Final Report: Computational Requirements of Statistical Learning within a Decision-Making Framework for Sustainable Technology.

EPA Grant Number: R828207
Title: Computational Requirements of Statistical Learning within a Decision-Making Framework for Sustainable Technology.
Investigators: Chen, Victoria C.P.
Institution: Georgia Institute of Technology
EPA Project Officer: Hahn, Intaek
Project Period: July 1, 2000 through June 30, 2003 (Extended to June 30, 2005)
Project Amount: $335,000
RFA: Technology for a Sustainable Environment (1999) RFA Text |  Recipients Lists
Research Category: Sustainability , Pollution Prevention/Sustainable Development


This research project addressed the development of a decision-making framework (DMF) for creating more sustainable urban environments. The development of this DMF required a novel collaboration of current research in sustainability, optimization, and statistics. The objective of the DMF was to explore hypothetical paradigms on various scales, subject to technical and societal constraints, and measure their effect on other internal and external systems. In particular, the DMF will be instrumental in evaluating databases of emerging technologies and identifying the most promising directions for sustainable solutions.

The DMF will have the ability to extract key information from environmental deterministic and statistical models that would otherwise be overlooked using current approaches. Decision-makers use models to examine systems and to predict system responses to prescribed stimulants. Those who develop deterministic and statistical models may use the DMF developed in this research to guide them in building an interface between their models and the user. Such an interface will enable the users to utilize the models more efficiently and effectively when exploring how a system responds to a potential action or set of actions. It is expected that the users have a desired optimum course of action either to maximize expected benefits or minimize expected costs while maintaining other state conditions.

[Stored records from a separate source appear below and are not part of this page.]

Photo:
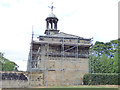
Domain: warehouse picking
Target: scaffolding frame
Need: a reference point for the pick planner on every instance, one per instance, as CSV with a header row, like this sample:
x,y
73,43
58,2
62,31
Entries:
x,y
46,69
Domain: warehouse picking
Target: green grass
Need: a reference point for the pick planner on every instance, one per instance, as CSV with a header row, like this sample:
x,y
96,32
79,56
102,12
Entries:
x,y
80,87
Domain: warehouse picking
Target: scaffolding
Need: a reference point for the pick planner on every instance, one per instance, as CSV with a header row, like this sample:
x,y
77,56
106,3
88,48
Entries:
x,y
63,61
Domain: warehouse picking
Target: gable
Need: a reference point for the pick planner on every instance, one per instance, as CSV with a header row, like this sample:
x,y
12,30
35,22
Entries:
x,y
61,34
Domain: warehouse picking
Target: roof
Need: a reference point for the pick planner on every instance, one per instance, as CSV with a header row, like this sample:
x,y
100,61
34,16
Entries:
x,y
64,35
52,15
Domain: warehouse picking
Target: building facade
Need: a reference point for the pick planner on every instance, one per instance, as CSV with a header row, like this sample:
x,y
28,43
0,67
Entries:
x,y
57,58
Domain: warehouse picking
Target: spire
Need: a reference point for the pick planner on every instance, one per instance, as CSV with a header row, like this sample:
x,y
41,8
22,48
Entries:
x,y
51,7
51,22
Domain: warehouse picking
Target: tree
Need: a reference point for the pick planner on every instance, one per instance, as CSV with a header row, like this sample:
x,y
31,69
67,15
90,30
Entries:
x,y
7,65
104,57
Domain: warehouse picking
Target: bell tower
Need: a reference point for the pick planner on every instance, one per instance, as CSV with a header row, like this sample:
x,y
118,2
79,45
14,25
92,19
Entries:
x,y
51,23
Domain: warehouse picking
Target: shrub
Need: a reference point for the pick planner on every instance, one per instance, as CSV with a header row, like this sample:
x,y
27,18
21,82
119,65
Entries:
x,y
101,79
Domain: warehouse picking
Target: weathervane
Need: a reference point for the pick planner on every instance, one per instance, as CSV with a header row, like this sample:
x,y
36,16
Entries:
x,y
51,7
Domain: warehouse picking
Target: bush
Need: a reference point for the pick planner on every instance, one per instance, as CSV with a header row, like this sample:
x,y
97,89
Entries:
x,y
101,79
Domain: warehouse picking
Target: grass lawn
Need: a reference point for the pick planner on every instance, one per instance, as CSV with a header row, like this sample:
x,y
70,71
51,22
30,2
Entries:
x,y
87,86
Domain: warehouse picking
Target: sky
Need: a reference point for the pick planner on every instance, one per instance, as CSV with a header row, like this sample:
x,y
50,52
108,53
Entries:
x,y
97,19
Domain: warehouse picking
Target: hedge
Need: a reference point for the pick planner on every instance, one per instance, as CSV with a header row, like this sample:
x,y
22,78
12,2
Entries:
x,y
101,79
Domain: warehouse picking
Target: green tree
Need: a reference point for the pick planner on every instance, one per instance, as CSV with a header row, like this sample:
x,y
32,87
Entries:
x,y
7,65
104,57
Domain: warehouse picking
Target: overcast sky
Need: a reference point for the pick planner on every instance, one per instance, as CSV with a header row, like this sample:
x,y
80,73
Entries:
x,y
85,18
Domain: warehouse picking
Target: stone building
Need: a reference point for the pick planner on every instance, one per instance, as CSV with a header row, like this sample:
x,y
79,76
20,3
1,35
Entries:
x,y
58,58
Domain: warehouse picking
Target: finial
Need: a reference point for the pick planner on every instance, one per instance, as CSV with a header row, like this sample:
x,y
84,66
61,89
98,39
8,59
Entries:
x,y
51,7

The specific objectives of the research project were to investigate the possibility of DMF prototypes in two important arenas: (1) water quality¾comparison of current and emerging technologies in a wastewater treatment system; and (2) air quality¾evaluation of spatial and temporal actions for reducing ground-level ozone pollution. For wastewater treatment, we considered the downstream subsystem presented by Chen and Beck (1997). Because the necessary modules for the included technologies have already been constructed, we are confident that a DMF for this system will be successful. By contrast, to construct an efficient air pollution module, the complex urban airshed encompassing the issue of ozone pollution requires additional exploratory studies through an advanced three-dimensional, photochemical air quality grid model, such as the urban airshed model (UAM, EPA-450/4-90-007A-E, 1990) or the recently released MODELS-3.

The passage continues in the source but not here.